It is a typically colorful programming choice by a young network that has grown quickly because of them.
Five years into its life, the network devoted to true crime and mystery stories has attracted new fans so rapidly that its chief executive, Henry Schleiff, boldly predicts that it will be the top-rated cable TV network within three or four years.
The five "Wives With Knives" episodes told stories of five women who stabbed their husbands or boyfriends, sometimes killing them. The women were interviewed by criminologist Casey Jordan.
"We thought we could have fun with this marathon of 'Wives With Knives' that intentionally, perhaps, tries to cut the men out of the picture," Schleiff said, as his publicist groaned in the background.
"Wait! It gets worse. It goes directly to our core audience of females because, as that audience understands, the quickest way to a man's heart is through his chest."
Bad taste, perhaps? "We're having fun with it," Schleiff said. "I think our audience will, too."
Judging by the titles of ID's programs, the free-wheeling meetings where titles are proposed would make a fascinating program itself. Schleiff claims credit--or blame--for "Wives With Knives."

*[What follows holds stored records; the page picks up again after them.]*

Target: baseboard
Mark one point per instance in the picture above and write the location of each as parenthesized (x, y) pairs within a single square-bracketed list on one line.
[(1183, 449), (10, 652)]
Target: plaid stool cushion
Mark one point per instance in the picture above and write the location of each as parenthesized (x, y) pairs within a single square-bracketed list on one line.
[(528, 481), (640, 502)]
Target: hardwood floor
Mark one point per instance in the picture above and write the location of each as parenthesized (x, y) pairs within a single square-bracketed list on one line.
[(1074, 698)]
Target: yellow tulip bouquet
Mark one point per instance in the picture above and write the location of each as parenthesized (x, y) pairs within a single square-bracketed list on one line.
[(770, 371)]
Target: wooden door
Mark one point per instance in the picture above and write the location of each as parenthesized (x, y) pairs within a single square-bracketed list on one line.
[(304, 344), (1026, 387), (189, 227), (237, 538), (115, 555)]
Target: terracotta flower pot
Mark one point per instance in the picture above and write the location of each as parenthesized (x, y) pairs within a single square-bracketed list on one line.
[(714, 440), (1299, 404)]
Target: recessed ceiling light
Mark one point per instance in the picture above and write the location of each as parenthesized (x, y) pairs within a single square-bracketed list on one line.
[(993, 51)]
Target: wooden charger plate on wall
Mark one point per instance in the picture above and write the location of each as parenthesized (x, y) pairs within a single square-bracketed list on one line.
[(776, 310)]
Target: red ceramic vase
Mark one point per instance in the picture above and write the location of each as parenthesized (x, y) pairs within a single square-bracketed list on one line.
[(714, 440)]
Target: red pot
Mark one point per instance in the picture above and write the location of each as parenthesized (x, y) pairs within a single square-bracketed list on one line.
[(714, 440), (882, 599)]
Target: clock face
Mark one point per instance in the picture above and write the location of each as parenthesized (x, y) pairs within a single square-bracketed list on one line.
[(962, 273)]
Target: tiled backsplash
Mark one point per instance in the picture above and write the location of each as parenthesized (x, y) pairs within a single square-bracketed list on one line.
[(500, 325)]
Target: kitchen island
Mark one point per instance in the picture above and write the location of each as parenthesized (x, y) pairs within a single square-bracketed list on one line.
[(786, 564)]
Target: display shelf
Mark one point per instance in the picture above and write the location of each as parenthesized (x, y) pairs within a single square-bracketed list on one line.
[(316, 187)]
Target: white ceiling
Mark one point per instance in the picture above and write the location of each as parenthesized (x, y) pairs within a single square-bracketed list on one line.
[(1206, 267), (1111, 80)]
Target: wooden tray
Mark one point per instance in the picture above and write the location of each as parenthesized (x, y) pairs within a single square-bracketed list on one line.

There's also "Who the (Bleep) Did I Marry?" on people who discover ugly secrets about their spouses, soon to have a spinoff. "Stolen Voices, Buried Secrets" has murder stories told in the first person.
"Happily Never After" is about people who meet untimely demises around their wedding days. There's "Blood, Lies & Alibis," "Blood Relatives," "Date From Hell" and "Deadly Women, Fatal Encounters."
Tia Carerre is host of ID's Valentine's Day special, "50 Ways to Leave Your Lover."
ID's audience is 61 percent women, perhaps counterintuitive given its programming. But many women are big fans of mystery and suspense novels, Schleiff said.
Investigation Discovery began life five years ago, after parent Discovery Communications bought the stake of the then-Discovery Times network that it shared with The New York Times. That network averaged some 80,000 viewers at any point during the day, according to the Nielsen company. ID averaged 669,000 viewers in January, Nielsen said.
The colorful programming gets attention, but there's a serious side on programs like the upcoming "March to Justice" documentary, about the early days of the civil rights movement.
With its female, primarily older audience, Investigation Discovery has done a good job reaching a group that watches TV heavily, said Brad Adgate, an analyst for Horizon Media.